(11-09-2025, 08:16 AM)oshfdk Wrote: You are not allowed to view links. Register or Login to view.So, can it actually encode 10000 symbols of Latin keeping the entropies low? Is there some source code to reproduce this?
Hello oshfdk, I made my Notebook available here:
You are not allowed to view links.
Register or
Login to view.
Note that for my last tests, Culpepper's text was the one that had a better JSD with Voynich (EVA) at 0.21 (with all gliphs) and 0.0998 (only with latin characters):
![[Image: WIsUhRa.png]](https://i.imgur.com/WIsUhRa.png)
(17-09-2025, 01:12 PM)quimqu Wrote: You are not allowed to view links. Register or Login to view.Note that for my last tests, Culpepper's text was the one that had a better JSD with Voynich (EVA) at 0.21 (with all gliphs) and 0.0998 (only with latin characters)
Thanks!
Is it possible to compute the entropy with the residuals? Just to have a better understanding.
Also, what is the length of the ciphertext for 10000 Latin symbols?
(17-09-2025, 01:39 PM)oshfdk Wrote: You are not allowed to view links. Register or Login to view.Is it possible to compute the entropy with the residuals?

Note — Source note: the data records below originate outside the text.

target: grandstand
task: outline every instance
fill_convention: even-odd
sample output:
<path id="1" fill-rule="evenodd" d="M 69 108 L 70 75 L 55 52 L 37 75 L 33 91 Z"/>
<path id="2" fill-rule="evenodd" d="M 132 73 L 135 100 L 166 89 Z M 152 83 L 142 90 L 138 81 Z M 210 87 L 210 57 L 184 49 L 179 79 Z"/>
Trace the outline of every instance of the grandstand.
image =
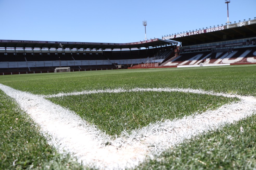
<path id="1" fill-rule="evenodd" d="M 0 75 L 255 63 L 255 18 L 128 43 L 1 40 Z"/>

Just to have a better understanding.
Also, what is the length of the ciphertext for 10000 Latin symbols?
The cipher is letter-by-letter at fixed positions, so word lengths and total length are preserved. If you feed it 10000 Latin letters, you get 10000 cipher glyphs (same number of words, same per-word length).
Computing entropy with residuals doesn’t really apply (under my opinion). Residuals aren’t part of the ciphertext; they’re the little side notes that tell you which original token a shared glyph stood for.
Think of it like this: the scribe (or his "master") writes the cipher text on one sheet, and on a separate slip he jots the residual numbers (only needed to reverse collisions). What we have in the Voynich is the sheet with glyphs, not the slip. Measuring entropy for "glyphs + residuals" would be measuring a different, two-stream encoding that isn’t observed in the manuscript.
(17-09-2025, 02:32 PM)quimqu Wrote: You are not allowed to view links. Register or Login to view.The cipher is letter-by-letter at fixed positions, so word lengths and total length are preserved. If you feed it 10000 Latin letters, you get 10000 cipher glyphs (same number of words, same per-word length).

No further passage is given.